I'm not Catholic, so I don't really feel pressure to give up anything for Lent. In fact, I don't attend church regularly at all anymore. I am sorry to say I often spend Sunday mornings going for a long run and cleaning my house, because my work week/kid schedule is so packed, though I know for many that's no excuse. But for at least the past five years I've chosen something to give up, and my reason is not noble: it makes me feel like I'm tougher and more disciplined than others.
I have an acquaintance who climbs mountains as a hobby. Once I asked him why he does it, and his first answer was, "because not very many other people do." That's the feeling that got me started running in a small, freezing town, and when people used to drive past me, shaking their heads as I skipped over snow drifts. I'd pick up my pace and think, yeah, you laugh, but it's not like you have the chops to do it. When I made it through a 10K a few weeks back, I remembered that sweet, smug feeling of superiority. Not an attractive sentiment, but because of regular exercise my self-righteous ass might not take as many sick days as others do, so maybe it's to the greater good.
Anyway, back to Lent. For my forty days in the metaphorical desert this year, I've decided on two things. The last time I decided on two things, they were coffee and wine. The wine part wasn't too bad then (not on your life this year, given that I'm moving house in two weeks and can't go postal on my realtor, lender, movers, or my numerous friends who own pickups) but my children begged me to go back to my two morning cups of java after a number of mornings getting off to school which were, to cut myself some slack, a little shrill. Also not pretty.
So now I try to pick a thing I can live without, but without which I won't make others totally miserable. Last year it was red meat, and I really missed those burgers at the First Baptist Church in downtown Dallas. But I was proud of myself for making it through, save for a meal my mom made me and had planned a week in advance. In fact, in a moment of weakness, I walked into the deli at the church and then, cowed (pun intended) by the overall Christian pleasantness of the staff, ordered a grilled chicken sandwich.
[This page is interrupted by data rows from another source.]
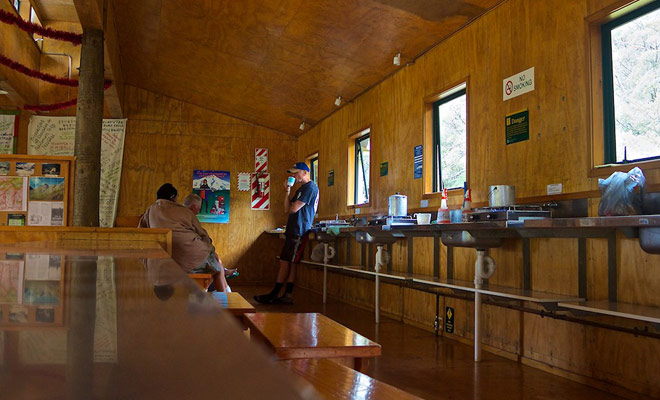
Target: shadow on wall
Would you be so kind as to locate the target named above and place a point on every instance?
(259, 263)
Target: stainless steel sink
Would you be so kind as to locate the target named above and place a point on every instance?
(465, 239)
(324, 237)
(384, 237)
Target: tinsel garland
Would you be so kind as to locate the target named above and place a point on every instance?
(38, 74)
(59, 106)
(11, 18)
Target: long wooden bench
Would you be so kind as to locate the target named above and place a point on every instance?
(334, 381)
(309, 335)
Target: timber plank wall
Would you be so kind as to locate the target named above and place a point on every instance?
(551, 36)
(167, 139)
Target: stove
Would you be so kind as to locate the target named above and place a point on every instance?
(390, 221)
(517, 213)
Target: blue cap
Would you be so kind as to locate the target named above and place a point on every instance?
(299, 166)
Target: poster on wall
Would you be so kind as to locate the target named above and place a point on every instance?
(260, 192)
(261, 160)
(213, 188)
(8, 131)
(13, 193)
(55, 136)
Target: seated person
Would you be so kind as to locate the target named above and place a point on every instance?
(194, 204)
(191, 246)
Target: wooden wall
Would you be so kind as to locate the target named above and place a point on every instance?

This year, in the name of home ownership and overall austerity, I've given up buying clothes and lunches out. Clothes, I've learned as I prepare to move, are a commodity in which I am well invested. Lunches out are hard to do in a healthy way, as those Baptist burgers attest, though I must make a little extra each evening at dinner and not decide my lunch is boring when 11:30 rolls around. Still, no Chipotle Saturdays or quick fixes with a cute something for $29.99 at Target, at least for a month and a bit. If I make it through without a lapse, it may be very hard to live with how totally pleased I am with myself.